Excel file with bubble chart-- saving causes unreadable content error

Charlie Heitzig created an issue

We have a fairly complex template Excel file that we’re populating with openpyxl and then saving as another file. The process involves opening the template file each time, populating it with data, and then saving it as a (bunch of) new filenames. We’ve simplified the example down to a template with just two tabs-- one with the bubble chart on it and one with the data (although practically speaking, it could probably be all on one tab if that helps). We also have simplified the openpyxl-calling code down to a four line Python script that just opens, saves, and closes the file. After opening, saving, and closing the file, we get an error from Excel that says “Excel found unreadable content in <filename>. Do you want to recover the contents of this workbook? (etc.)” If we recover the file, it removes the bubble chart, but everything else is intact.

Tested with Python 3.7.4 and with openpyxl versions 3.0.3 and 2.6.4

  1. Charlie Heitzig reporter

    Three files attached are:

    • ReallyReallySimpleTemplate.xlsx-- template file that I open and save
    • opensave.py-- four line Python script that opens the template and saves to simple_save.xlsx
    • simple_save.xlsx-- the resulting file

  2. CharlieC

    Thanks for the detailed report and the sample file.

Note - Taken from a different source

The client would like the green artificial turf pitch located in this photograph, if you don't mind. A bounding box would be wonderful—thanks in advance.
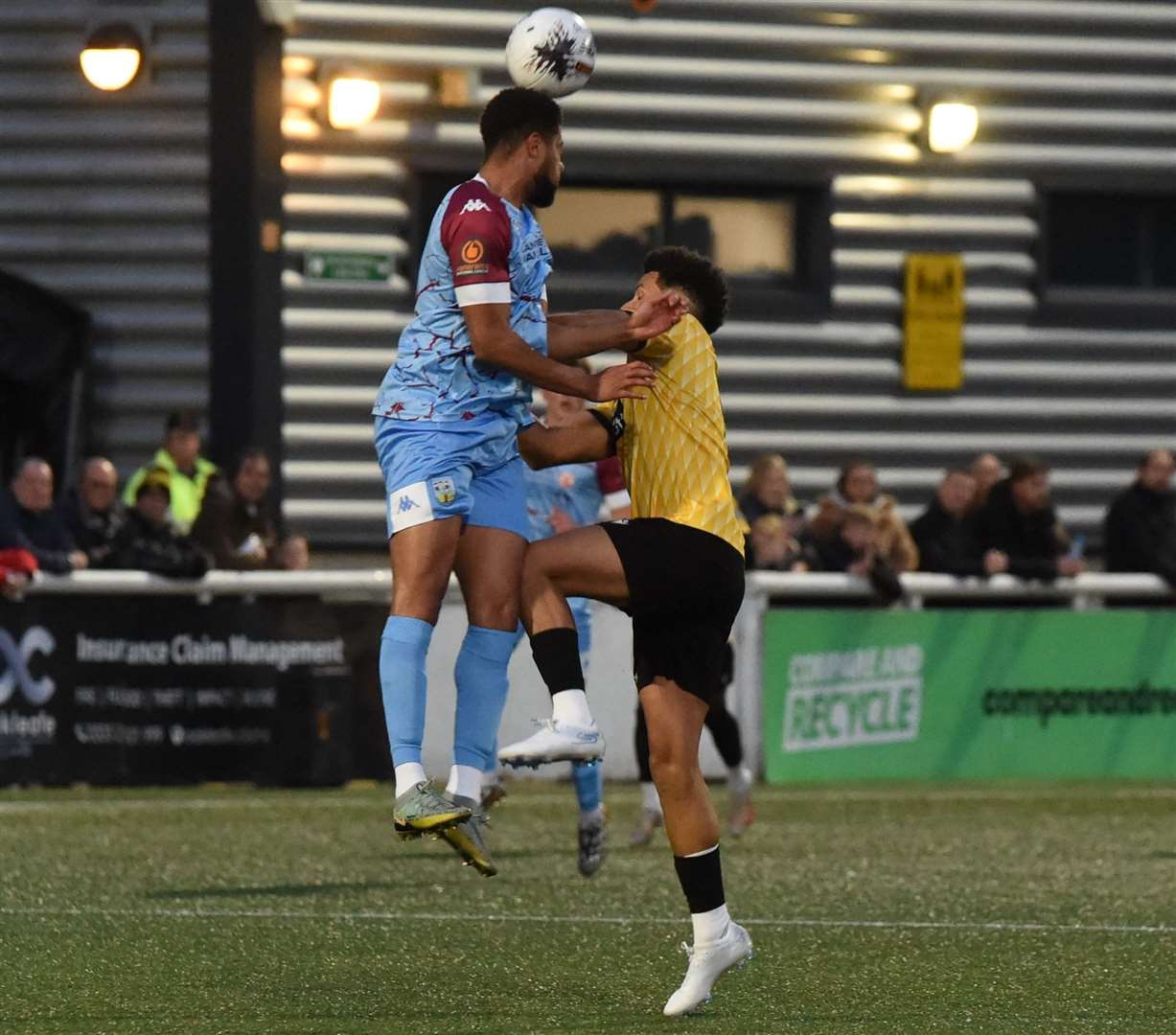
[0,781,1176,1035]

Excel is really sensitive to anything in the Excel and if there is anything in a chart it doesn’t like it will dump the whole “drawing” that contains the chart.

    I know I never tested the code that reads charts with bubble charts so it’s probably some kind of missing attribute. You can, if you know what you’re doing, try debugging this yourself by comparing the XML of the source and target files in a relevant editor or the Office OpenXML Productivitry Tool, but it’s easily to be thrown off by cached items and additional “compatability” markup that Excel includes.

  3. Charlie Heitzig reporter

    Thanks, Charlie (nice name, btw!)

    Questions on the debugging process:

    • I did a compare of the overall .xlsx file between the two files, and of the 19 files that were in the .zip (I renamed .xlsx to.zip to open), 18 were different.
    • Should I be looking at the drawing1.xml (which is the file that gets dropped when Excel repairs)?

    Also, two testing updates:

    • I tried a different kind of chart (a line chart, I think), and it worked fine.
    • And, I created a new bubble chart from scratch and can cause the error trivially

  4. CharlieC

    You just need to look at chart1.xml but diffing XML which has differing namespaces and additional, optional is **not* easy.